Secara ilmiah, perluasan perkebunan sawit sering kali dilakukan dengan cara land clearing atau pembersihan lahan yang mengharuskan hutan alam dibabat habis. Hutan yang asalnya kaya akan keragaman hayati dipaksa menjadi lahan monokultur, yaitu lahan yang hanya ditanami satu jenis tanaman saja. Dampaknya sangat nyata bagi kita di Indonesia; suhu udara terasa semakin hareudang dan air sumur di pemukiman terkadang lebih cepat saat saat musim kemarau tiba. Hal ini terjadi karena hutan yang seharusnya menjadi spons alami untuk menyerap air hujan telah hilang, digantikan oleh sawit yang justru sangat rakus air dan nutrisi tanah. Data menunjukkan bahwa ekspansi sawit adalah salah satu penyebab utama hilangnya habitat satwa dan berkurangnya kemampuan bumi menyerap emisi karbon. Namun, kita tidak perlu berkecil hati, karena masyarakat Sunda sebenarnya memiliki “senjata” warisan leluhur untuk melawan tren merusak ini, yaitu melalui kekayaan gastronomi tradisional kita yang sangat minimal menggunakan minyak.
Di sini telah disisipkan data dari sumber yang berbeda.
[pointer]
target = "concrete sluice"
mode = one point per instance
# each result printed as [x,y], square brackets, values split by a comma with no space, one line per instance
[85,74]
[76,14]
Mari kita tengok kembali ke dapur nenek moyang kita di tanah Sunda. Khazanah kuliner Sunda sebenarnya adalah salah satu gaya makan paling sehat dan paling ramah lingkungan di dunia. Istilah nyunda dalam urusan perut identik dengan kesegaran dan pengolahan yang sederhana namun kaya rasa. Kita memiliki tradisi nyeupan atau mengukus, ngulub atau merebus, serta meuleum atau membakar. Cara-cara memasak ini tidak membutuhkan setetes pun minyak goreng, namun mampu menghasilkan cita rasa yang luar biasa. Coba bayangkan hidangan pais atau pepes, di dalamnya terdapat perpaduan ikan segar, bumbu rempah yang melimpah, dan aroma daun pisang yang terkunci rapat melalui proses pengukusan. Teknik mais ini jauh lebih unggul secara nutrisi karena protein dan vitamin di dalam makanan tidak hancur oleh panasnya minyak yang berlebih, sekaligus kita ikut mengurangi permintaan pasar terhadap minyak sawit yang memicu penggundulan hutan.
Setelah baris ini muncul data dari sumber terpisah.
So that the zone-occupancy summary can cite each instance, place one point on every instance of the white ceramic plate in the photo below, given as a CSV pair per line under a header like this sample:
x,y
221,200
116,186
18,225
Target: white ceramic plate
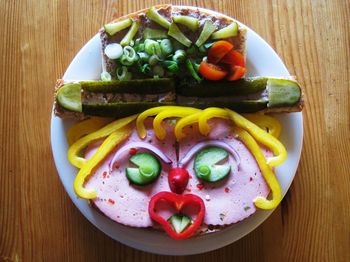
x,y
261,60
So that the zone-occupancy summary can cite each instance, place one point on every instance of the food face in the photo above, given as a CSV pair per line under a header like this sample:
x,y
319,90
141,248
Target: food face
x,y
139,182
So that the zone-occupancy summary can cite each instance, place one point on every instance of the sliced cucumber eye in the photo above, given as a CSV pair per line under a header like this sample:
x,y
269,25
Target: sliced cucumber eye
x,y
206,164
148,169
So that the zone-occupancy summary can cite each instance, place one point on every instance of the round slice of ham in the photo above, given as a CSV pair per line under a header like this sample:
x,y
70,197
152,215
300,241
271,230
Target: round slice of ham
x,y
227,201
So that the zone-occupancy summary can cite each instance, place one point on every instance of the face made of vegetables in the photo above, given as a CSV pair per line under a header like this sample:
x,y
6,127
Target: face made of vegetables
x,y
180,168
Ibu-ibu teteh-teteh pasti setuju bahwa menu wajib di meja makan kita adalah lalap dan sambel dadak. Ini adalah puncak dari kesadaran ekologis masyarakat Sunda. Dengan mengonsumsi sayuran mentah yang segar seperti jengkol, peteuy, bonteng, surawung, atau leunca yang hanya dikukus sebentar, kita tidak hanya mendapatkan asupan antioksidan yang tinggi, tetapi juga memutus rantai ketergantungan pada industri minyak goreng. Makanan yang seperti inilah yang perlu kita hidupkan kembali di setiap rumah tangga. Jika jutaan Ibu-ibu teteh-teteh di wilayah Sunda secara sadar mengurangi konsumsi makanan yang diolah dengan metode deep-fry atau goreng rendam, maka permintaan nasional terhadap minyak sawit akan menurun. Penurunan permintaan ini adalah pesan kuat bagi industri bahwa kita tidak lagi membutuhkan ekspansi lahan sawit yang mengorbankan hutan primer kita.
Selain masalah lingkungan, beralih kembali ke masakan tradisional non-gorengan adalah langkah cerdas secara ekonomi dan kesehatan. Secara medis pun, minyak goreng yang digunakan berulang kali dapat menjadi sumber radikal bebas yang memicu penyakit jantung dan kolesterol. Bayangkan betapa mulianya tugas Ibu-ibu teteh-teteh dengan mengganti menu hayam goreng menjadi hayam pais/burih atau mengganti kol goreng menjadi pecel/karedok/lotek yang segar, Ibu sedang menyelamatkan jantung suami, kesehatan anak-anak, sekaligus menjaga paru-paru dunia dari deforestasi. Ini adalah bentuk perjuangan lingkungan yang paling nyata karena dilakukan langsung dari garis depan, yaitu meja makan keluarga.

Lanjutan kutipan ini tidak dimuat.